Soccer understanding has recently garnered growing research interest due to its domain-specific complexity and unique challenges. Unlike prior works that typically rely on isolated, task-specific expert models, this work aims to propose a unified model to handle diverse soccer visual understanding tasks, ranging from fine-grained perception (e.g., athlete detection) to semantic reasoning (e.g., event classification). Specifically, our contributions are threefold: (i) we present SoccerMaster, the first soccer-specific vision foundation model that unifies diverse understanding tasks within a single framework via supervised multi-task pretraining; (ii) we develop an automated data curation pipeline to generate scalable spatial annotations, and integrate them with various existing soccer video datasets to construct SoccerFactory, a comprehensive pretraining data resource; and (iii) we conduct extensive evaluations demonstrating that SoccerMaster consistently outperforms task-specific expert models across diverse downstream tasks, highlighting its breadth and superiority. The data, code, and model will be publicly available.
Soccer, as one of the world's most popular sports, enjoys a vast global audience and generates substantial commercial and cultural impact. Such popularity has driven growing research interest in soccer visual understanding [8,12,19,49,53,54]. However, the sport's inherent dynamism, complex rules, and varying broadcast conditions present unique challenges for computer vision systems.

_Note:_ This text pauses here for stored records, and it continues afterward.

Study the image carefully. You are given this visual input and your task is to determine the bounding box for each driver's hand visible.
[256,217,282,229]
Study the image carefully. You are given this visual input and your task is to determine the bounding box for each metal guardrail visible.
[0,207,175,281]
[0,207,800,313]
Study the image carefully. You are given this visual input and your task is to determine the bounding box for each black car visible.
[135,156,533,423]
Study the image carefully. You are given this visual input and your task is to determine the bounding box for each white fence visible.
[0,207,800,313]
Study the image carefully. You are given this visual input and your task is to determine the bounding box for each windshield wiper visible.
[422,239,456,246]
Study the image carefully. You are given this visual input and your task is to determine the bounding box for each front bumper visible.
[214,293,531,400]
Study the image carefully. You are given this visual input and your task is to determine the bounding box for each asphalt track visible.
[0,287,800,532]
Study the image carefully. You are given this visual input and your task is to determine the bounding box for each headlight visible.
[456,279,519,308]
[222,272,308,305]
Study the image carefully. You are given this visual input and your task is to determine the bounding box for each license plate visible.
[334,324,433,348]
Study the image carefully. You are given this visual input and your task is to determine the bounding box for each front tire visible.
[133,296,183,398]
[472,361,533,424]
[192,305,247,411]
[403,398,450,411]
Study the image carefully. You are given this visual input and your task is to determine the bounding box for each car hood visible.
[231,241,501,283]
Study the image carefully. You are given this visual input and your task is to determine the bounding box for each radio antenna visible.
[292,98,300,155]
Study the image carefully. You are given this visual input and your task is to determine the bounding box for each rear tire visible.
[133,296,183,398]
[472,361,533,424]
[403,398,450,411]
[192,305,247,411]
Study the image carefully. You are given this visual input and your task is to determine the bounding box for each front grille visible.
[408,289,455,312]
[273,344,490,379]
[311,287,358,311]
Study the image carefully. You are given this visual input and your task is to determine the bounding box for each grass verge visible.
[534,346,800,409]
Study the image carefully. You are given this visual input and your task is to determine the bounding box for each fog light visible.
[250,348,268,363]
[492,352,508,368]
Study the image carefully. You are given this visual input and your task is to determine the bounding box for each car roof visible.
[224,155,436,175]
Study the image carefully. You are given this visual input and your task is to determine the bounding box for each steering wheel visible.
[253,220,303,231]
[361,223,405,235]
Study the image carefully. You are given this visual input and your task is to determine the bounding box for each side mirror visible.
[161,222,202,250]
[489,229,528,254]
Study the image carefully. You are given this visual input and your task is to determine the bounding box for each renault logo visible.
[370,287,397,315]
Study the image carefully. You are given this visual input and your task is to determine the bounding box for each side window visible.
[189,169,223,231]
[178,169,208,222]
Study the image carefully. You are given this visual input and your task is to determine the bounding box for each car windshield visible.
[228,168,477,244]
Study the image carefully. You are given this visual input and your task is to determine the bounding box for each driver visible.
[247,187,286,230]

A central dichotomy in soccer understanding lies between spatial perception and semantic reasoning. The former requires fine-grained geometric precision for tasks such as athlete detection [60,63], tracking [9,41,42], jersey recognition [2,29], and camera calibration [7,40]. The latter demands high-level abstraction for action spotting [19], event classification [12], foul recognition [25,26], and commentary generation [44,49,52]. Current paradigms predominantly rely on fragmented, task-specific expert models [9,26,52] to address the challenges in isolation. While recent initiatives [54] have attempted to unify these tasks via vision-language alignment, they often neglect dense spatial objectives during pretraining. This omission results in models that can describe what is happening but struggle to pin-point where or who is involved, leading to a disconnect between geometric perception and semantic reasoning.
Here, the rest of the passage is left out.